Last month, Indonesia's top tin miner and a group of tin smelters agreed to cap their total monthly exports at 4,500 tonnes in a renewed drive to support London prices, now trading at $16,595 a tonne and near their lowest levels since mid-2010.
"Now we reduced exports, world stocks will decline," Timah's President Director Sukrisno told Reuters, adding that he was hopeful the export quota would stay "until the end of the year".
Investors and traders are sceptical the export quota will have a big impact on the market because global sentiment is weak and previous attempts by Indonesia to crimp supplies and support prices have had little success.
Late last year, a self-imposed export slowdown backed by the Indonesian Association of Tin Exporters, new laws to close export loopholes through a domestic trading regulation, and a crackdown on illegal shipments of the metal all failed to bolster London tin prices.

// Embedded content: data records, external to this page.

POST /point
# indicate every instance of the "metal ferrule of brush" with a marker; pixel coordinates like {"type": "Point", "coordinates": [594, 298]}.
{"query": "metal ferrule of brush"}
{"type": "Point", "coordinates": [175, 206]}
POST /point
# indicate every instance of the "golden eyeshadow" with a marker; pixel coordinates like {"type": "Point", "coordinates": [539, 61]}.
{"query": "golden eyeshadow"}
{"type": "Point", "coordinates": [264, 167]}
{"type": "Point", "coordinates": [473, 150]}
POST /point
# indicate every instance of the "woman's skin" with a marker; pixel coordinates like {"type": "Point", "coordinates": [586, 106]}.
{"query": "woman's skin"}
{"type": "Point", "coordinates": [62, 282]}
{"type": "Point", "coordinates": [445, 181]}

Indonesia has also lost its tight grip on the global tin market as its track record of shutting off exports to try and prop up prices has pushed away buyers, with top consumer China heading to Myanmar instead.
Timah's output will not be impacted by the export quota, however, with the firm's Indonesian stockpiles likely to rise above the current 6,000 tonnes, Sukrisno said.
The state-owned firm will produce about 30,000 tonnes and export 29,000 tonnes this year, little-changed from 2014.
The global tin market will be in a deficit of 10,000 to 20,000 tonnes in 2015, said Sukrisno. That's about double what industry group ITRI said last year would be the deficit in 2015.
Still, weak tin prices and regulatory uncertainties have forced Timah to put on hold its 10,000 hectare Myanmar tin mining concession, said Sukrisno, although it is diversifying with a 1 million-tonne-per-year coal mine and power plant project on Sumatra.
Myanmar's total tin output is seen at 13,000 tonnes this year, said Sukrisno, up from 12,000 tonnes last year.
Off-shore mining accounts for 65-75 percent of Timah's operations, although the company has encountered problems introducing its new $39 million "bucket wheel" dredge that is supposed to use less power, be easier and cheaper to maintain, and mine much deeper out to sea.
"It is still being commissioned," Sukrisno added. "If successful, we will buy one or two. It is not proven yet."